Estaba comenzando la guardia de prima, ya se había oído el tañer de la campanilla del timonel, cuando Downfelt observa la aguja magnética con fuertes oscilaciones, que no permitían fijar el rumbo al que se estaba gobernando, el bergantín seguía ciñendo navegando a pesar de la crudeza del temporal que a duras penas el timonel podía mantener, habían pasado cuarenta guardias desde que Downfelt había cruzado el ecuador, por lo que consideraba que las vibraciones no se debían a las perturbaciones magnéticas propias del ecuador y sus proximidades. También había notado que al acercar su desnudo brazo a la bitácora, los vellos se le ponían de punta, lo que le recordó, que cuando las tormentas traen rayos y truenos, los palos de la arboladura se iluminan con una débil claridad en los penoles y extremos de las vergas, que no dejan indiferentes a los marineros de cubierta y mucho menos a los que sobre sus guardapiés, se encuentran en las vergas del palo trinquete para manejar la trinqueta.

Los marineros de cubierta, al observar esta claridad, comenzaron a interpretar semejante luz, como el anuncio de sus desgracias ante semejante temporal y que era debido a los ritos de vudú que hacían los esclavos desde sus enclaustradas jaulas en donde Mondag los había engrilletado. Ni Avalo ni yo habíamos visto nunca semejante pálido resplandor en los penoles de la arboladura, por lo que estábamos un poco amedrentados, temiendo que los hechizos de los esclavos pudieran condenarnos al naufragio.

No tardó mucho en que el brillo de penoles y extremos de la arboladura, alcanzara todo el maderamen del palo mayor, el palo más alto, un resplandor que duró muy poco tiempo, y que rápidamente se difuminó, terminando por desaparecer.

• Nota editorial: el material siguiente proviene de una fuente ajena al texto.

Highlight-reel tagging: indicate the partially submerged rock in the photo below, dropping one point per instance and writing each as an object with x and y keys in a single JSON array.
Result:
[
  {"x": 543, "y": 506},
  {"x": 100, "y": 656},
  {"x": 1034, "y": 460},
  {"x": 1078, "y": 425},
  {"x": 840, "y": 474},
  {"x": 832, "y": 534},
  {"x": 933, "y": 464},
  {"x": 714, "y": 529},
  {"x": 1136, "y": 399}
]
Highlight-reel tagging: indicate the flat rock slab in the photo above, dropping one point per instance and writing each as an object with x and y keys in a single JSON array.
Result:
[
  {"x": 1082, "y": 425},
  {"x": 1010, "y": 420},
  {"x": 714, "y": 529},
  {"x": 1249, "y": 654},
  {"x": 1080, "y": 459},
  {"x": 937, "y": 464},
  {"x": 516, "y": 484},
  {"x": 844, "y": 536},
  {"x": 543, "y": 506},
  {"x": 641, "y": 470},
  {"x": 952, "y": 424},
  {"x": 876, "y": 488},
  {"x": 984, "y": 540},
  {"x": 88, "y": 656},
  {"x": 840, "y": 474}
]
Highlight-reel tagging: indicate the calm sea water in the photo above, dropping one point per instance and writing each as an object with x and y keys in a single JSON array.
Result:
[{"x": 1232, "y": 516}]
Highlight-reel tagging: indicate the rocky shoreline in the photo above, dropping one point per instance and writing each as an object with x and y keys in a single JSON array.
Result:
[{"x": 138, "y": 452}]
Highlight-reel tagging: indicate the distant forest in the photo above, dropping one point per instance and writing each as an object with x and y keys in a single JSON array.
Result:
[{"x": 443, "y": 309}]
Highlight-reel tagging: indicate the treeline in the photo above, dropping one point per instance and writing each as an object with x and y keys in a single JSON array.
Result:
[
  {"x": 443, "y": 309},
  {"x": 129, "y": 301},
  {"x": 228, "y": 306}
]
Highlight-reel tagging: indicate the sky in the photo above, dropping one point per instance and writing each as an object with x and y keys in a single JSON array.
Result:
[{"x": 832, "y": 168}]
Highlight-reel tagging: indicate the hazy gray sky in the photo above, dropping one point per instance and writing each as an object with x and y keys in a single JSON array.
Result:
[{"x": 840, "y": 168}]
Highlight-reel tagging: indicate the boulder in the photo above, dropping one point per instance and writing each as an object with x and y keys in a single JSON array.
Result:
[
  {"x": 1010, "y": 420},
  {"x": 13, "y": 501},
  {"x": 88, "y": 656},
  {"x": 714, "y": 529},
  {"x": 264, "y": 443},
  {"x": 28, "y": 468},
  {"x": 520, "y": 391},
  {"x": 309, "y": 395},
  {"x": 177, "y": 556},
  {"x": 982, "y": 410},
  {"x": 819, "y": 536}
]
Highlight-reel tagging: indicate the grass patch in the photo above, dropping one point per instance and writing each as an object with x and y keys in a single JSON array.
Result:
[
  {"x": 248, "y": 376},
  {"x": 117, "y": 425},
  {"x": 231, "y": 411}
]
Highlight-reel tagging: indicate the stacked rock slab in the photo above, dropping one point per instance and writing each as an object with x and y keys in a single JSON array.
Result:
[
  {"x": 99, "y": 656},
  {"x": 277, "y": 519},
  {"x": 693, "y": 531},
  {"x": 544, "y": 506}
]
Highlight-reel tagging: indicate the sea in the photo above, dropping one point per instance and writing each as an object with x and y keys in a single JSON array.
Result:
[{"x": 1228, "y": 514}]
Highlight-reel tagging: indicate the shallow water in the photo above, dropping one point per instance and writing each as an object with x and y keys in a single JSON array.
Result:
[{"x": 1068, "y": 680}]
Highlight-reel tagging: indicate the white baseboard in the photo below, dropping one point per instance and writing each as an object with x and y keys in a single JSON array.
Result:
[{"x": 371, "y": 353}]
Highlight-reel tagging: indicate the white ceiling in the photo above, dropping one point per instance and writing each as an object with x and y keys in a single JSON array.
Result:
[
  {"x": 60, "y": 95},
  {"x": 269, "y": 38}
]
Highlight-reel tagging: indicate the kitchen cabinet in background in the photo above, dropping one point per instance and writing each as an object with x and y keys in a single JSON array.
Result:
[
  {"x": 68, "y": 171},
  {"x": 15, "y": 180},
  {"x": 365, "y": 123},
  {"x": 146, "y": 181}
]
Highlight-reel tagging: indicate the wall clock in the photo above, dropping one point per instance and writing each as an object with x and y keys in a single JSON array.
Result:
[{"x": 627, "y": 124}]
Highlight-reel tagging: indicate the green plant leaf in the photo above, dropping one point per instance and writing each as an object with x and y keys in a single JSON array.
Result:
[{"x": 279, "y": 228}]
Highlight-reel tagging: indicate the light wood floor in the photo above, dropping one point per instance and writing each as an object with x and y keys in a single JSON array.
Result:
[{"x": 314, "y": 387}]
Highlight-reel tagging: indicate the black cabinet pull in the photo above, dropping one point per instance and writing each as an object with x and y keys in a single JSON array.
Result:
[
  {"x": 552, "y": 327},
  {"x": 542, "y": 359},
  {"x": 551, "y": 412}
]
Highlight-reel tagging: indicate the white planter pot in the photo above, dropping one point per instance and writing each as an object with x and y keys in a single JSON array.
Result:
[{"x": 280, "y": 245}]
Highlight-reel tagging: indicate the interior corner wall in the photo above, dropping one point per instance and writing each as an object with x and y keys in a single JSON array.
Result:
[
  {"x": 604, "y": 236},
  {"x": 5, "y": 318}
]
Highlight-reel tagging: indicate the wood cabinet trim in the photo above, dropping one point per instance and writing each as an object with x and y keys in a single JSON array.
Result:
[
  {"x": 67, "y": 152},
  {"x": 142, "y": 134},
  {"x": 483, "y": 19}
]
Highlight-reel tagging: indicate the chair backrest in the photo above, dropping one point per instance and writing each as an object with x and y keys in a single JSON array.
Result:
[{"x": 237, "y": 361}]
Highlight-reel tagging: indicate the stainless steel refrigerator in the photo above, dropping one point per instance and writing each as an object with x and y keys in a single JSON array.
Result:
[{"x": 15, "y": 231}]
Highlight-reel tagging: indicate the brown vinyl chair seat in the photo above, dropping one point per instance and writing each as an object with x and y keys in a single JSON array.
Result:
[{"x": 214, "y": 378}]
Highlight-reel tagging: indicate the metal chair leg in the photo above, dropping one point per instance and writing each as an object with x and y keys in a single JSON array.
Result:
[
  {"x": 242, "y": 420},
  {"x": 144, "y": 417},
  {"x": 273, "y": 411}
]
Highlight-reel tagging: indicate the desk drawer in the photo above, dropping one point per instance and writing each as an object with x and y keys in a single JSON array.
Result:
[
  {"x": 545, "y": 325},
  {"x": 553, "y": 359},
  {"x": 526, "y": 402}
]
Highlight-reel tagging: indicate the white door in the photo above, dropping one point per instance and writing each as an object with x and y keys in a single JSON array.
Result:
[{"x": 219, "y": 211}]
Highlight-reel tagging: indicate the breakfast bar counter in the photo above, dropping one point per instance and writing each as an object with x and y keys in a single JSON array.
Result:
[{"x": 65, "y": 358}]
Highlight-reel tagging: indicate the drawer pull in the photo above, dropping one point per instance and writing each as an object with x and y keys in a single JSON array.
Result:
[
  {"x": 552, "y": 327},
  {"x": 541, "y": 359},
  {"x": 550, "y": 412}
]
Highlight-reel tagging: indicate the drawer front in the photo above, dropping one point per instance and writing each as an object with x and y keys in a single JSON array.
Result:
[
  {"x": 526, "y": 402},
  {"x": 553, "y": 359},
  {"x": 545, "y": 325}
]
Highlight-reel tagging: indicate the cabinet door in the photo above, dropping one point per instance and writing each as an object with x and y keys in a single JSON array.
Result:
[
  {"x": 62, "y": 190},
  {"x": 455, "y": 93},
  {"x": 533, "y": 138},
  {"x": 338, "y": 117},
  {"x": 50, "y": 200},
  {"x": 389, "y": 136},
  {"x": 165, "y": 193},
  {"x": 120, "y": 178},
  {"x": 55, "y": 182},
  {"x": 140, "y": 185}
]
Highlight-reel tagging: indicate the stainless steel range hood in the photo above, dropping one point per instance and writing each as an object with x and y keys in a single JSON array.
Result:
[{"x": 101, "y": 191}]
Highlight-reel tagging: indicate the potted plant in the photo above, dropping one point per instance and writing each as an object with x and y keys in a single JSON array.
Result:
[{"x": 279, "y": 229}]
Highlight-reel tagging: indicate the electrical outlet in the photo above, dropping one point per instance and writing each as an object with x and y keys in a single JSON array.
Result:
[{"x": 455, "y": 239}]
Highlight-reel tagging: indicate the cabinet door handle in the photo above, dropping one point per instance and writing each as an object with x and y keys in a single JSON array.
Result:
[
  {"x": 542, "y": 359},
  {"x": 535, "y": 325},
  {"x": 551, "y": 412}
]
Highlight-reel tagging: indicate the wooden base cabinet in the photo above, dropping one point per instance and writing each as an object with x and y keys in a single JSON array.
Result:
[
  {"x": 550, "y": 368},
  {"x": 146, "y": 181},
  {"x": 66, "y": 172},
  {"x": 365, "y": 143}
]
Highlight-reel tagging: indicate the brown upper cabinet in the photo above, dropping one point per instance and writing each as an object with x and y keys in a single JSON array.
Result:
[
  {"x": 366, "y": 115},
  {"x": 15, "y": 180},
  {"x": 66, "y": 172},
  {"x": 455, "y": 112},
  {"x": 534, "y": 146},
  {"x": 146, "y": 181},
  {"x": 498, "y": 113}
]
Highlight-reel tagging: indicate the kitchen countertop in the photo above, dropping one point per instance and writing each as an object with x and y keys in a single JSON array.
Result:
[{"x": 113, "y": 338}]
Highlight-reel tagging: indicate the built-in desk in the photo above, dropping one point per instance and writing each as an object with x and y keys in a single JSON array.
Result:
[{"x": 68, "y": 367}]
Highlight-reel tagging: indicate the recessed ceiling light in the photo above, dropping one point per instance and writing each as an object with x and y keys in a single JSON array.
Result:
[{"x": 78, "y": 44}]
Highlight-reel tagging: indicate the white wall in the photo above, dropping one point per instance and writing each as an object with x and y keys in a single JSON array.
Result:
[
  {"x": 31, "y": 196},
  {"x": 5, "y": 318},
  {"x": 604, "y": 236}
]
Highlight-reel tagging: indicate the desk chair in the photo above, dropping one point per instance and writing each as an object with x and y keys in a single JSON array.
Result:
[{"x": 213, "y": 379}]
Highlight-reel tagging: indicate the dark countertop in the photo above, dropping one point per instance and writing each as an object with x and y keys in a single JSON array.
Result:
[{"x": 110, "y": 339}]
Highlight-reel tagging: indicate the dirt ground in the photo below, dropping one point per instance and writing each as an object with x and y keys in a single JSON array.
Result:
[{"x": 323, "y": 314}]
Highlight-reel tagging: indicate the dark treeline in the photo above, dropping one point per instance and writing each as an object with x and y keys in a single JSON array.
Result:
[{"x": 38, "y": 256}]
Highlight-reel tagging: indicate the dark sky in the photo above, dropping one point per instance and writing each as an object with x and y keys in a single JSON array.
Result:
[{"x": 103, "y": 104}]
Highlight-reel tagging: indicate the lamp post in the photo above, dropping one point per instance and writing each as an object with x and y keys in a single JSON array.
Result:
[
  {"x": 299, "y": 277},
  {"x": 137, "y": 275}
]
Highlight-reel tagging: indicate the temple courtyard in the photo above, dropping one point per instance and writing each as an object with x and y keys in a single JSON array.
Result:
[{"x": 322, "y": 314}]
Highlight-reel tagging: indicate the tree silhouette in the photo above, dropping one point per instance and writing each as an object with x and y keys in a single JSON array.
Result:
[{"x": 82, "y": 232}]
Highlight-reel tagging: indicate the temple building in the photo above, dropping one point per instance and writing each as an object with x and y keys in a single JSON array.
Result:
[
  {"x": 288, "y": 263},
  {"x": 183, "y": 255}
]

Tuvo que ser Matías, nuestro cocinero portugués el que nos contó que esa claridad, que se podía ver en las noches anteriores al temporal o a veces durante el temporal, ese pálido resplandor y claridad en la arboladura del velero, que conocían como Fuego de San Telmo, era la manera en que San Telmo, el patrón de los marinos, a los que bajo su protección, avisaba de la proximidad del temporal, ayudándonos a salir airosos de los malos tiempos para poder contarlo en el puerto de recalada. Matías nos decía que los españoles, portugueses e italianos les habíamos robado el honor de esta protección a San Erasmo de Formia, que los holandeses llamaban Elmo, eran los tiempos en que el Duque de Alba se había hecho con las tierras de Flandes.